A changing of the guard? Perhaps, but at the time of writing, Barcelona are still top of La Liga and they're not doing too badly.
Since Bayern had reached two of the previous three Champions League finals, it was hardly the announcement of a previously unknown upstart at the top of the European tree.
It was, however, a massacre. An extraordinary destruction by a team at the peak of their powers over perhaps the greatest club of this, and perhaps any generation, on their way to a remarkable treble.
Bayern beat Barcelona 7-0 on aggregate in the Champions League semi-final, but it was perhaps not the overall scoreline that was most extraordinary in itself but the relentlessness of Bayern.
Many teams would have been content with a 4-0 home win in the first game, but rather than ease off, Jupp Heynckes' side pressed their boot even more firmly on to Barca's throat in the return, scoring three more on their way to the final and, of course, the title.
One thing that was missed after Luis Suarez tried to take a chunk out of Branislav Ivanovic arm is how weird the whole thing was.
There was vitriol, there was condemnation, there was the 10-game ban, but not enough people stopped and just said: "Who bites someone? Seriously, who the hell bites someone?"
The answer, of course, was Suarez who had form for that sort of thing. Indeed, he was serving the dregs of a ban for just such a toothy adventure when he signed for Liverpool, having sunk those prominent gnashers into Otman Bakkal while playing for Ajax.
The ban then led into a summer of speculation of £40,000,001 bids, pseudo transfer requests, badly translated interviews from the Uruguayan press and accurately translated interviews in the British press.
Indeed, you could argue that the ban, which saw Suarez miss the first six games of this season, partly explains his brilliant form.
Suarez is six games less tired than the rest of the Premier League, which isn't the main reason for him tearing massive holes in any defence that tries to stop him, but it helps. The (phoney) sense of injustice may have inspired him, too.
It's more fun beyond the Premier League. People tend to take themselves a little less seriously down there. Perhaps that's why we tend to get such remarkable conclusions.
The final day of the Championship season is a case in point. Half of the division seemed still to be in contention for promotion as the season came to a close, with most of them occupying at least a play-off spot at some point or another.

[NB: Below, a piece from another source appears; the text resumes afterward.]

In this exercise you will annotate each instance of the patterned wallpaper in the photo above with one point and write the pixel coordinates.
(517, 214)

On the final day, Hull were in pole position for automatic promotion, needing just a win at home against champions Cardiff, with Watford waiting should they slip up. And slip up they did, drawing 2-2 after Nick Proschwitz missed a late penalty, but a calamitous afternoon at Vicarage Road meant they went up anyway.
Watford keeper Manuel Almunia was injured in the warm-up before their game with Leeds. This meant Jonathan Bond had to step in and take his place, only for Bond himself to get injured, meaning youngster Jack Bonham had to take his place.
With tragic inevitability, Bonham's errors contributed to Leeds winning 2-1. But even though they missed out on automatic promotion, Watford still had the play-offs.
There they faced Leicester and in the very final minutes, Leicester won a penalty and, well, just watch for yourself what happened next.
The play-off final against Crystal Palace was something of an anti-climax, but after all that, it hardly mattered.